自己又何尝不是,只执着于那些求而不得的温情与认可,却忽略了环绕周身、旁人终其一生也难以企及的尊荣与权力。

“当局者迷。”雪因说出这一句,算是安慰。

纤长的睫毛垂下,在眼下投出一小片淡淡的阴影,掩去了眸中翻涌的思绪。他不知再继续说什么,只是拿起茶杯轻呷了一口。

“打扰殿下太久了,我这就带诺厄回去。”克罗夫特起身,整理了一下情绪,柔声对怀里的虫崽说,“诺厄,跟殿下告别。”

“殿下再见。”诺厄乖巧地依偎在兄长怀里,小声道别。

目送他们离去,喧嚣散尽,露台上又只剩下雪因独自一人。
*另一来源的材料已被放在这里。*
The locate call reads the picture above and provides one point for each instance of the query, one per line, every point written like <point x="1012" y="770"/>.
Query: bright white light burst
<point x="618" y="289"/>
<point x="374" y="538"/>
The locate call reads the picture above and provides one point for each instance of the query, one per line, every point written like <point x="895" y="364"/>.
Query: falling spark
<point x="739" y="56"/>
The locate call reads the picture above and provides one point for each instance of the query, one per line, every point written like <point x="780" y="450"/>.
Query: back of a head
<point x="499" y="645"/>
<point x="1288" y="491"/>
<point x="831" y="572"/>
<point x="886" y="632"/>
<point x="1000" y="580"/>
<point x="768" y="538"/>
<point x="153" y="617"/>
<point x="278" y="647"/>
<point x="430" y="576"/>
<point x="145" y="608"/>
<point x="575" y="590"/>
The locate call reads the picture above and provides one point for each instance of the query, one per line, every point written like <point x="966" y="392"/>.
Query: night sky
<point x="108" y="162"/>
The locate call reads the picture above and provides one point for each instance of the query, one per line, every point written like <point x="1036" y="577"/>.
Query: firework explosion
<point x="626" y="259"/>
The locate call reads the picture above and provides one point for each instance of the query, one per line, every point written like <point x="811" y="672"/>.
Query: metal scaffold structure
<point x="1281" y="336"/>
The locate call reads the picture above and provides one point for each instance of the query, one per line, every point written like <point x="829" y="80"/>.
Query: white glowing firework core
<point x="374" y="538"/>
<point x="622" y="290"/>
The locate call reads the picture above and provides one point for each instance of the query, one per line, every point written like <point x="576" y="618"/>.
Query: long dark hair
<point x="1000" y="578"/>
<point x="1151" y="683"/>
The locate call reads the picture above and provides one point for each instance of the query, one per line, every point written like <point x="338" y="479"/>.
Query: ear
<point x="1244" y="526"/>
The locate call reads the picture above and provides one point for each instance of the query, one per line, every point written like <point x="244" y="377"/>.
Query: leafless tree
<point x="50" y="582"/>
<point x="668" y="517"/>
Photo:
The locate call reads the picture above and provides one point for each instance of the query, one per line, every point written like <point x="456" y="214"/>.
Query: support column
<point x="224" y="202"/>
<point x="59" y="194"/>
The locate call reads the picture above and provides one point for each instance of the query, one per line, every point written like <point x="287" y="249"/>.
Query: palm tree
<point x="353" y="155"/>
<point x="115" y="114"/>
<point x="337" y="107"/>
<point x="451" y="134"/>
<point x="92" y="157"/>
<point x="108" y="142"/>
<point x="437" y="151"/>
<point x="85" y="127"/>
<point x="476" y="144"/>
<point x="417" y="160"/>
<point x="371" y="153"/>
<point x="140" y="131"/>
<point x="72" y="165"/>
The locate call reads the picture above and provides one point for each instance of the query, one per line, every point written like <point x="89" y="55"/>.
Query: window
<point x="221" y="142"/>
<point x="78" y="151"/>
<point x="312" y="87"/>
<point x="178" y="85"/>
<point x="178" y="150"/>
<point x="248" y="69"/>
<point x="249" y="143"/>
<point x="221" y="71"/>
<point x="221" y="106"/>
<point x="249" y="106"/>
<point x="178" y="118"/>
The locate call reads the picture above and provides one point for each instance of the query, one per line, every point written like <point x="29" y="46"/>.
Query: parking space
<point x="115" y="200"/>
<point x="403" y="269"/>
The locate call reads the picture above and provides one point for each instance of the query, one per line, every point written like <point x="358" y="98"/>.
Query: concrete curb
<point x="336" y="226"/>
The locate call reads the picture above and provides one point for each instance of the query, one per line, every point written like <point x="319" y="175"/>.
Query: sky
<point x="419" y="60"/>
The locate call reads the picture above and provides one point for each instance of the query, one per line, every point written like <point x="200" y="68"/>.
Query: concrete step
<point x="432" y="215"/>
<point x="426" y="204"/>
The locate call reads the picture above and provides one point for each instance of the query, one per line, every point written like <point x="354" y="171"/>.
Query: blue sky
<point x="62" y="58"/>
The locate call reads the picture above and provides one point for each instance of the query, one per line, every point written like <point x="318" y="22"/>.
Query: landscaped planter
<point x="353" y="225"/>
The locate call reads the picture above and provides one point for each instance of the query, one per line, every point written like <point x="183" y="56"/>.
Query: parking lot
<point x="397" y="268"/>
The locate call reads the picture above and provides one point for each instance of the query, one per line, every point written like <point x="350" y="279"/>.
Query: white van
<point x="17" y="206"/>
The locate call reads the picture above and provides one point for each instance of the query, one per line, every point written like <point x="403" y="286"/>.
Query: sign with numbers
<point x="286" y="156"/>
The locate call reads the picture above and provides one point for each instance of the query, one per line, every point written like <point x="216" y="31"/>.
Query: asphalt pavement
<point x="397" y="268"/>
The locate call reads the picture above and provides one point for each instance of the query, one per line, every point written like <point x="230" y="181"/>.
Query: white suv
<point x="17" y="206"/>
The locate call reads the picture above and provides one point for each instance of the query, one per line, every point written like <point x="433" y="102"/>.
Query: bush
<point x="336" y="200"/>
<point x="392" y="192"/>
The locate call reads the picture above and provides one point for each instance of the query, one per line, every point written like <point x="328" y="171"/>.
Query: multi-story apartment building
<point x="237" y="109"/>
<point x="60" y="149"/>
他的目光落回手中的茶杯,清澈的茶汤里,倒映出他模糊的轮廓——雪白的长发散落泛着带着暖意的灯光,衬得那双总是带着几分疏离的眼睛,流露出些许茫然。

那我呢?

在他们眼中,我是尊贵无匹的维斯特冕下,还是一个……同样缺爱、愚蠢的雄虫?

塞西尔无法接受现实,于是用“正确”的方式,利用规则权利向内强求,折磨自己,也折磨身边的虫。

我呢?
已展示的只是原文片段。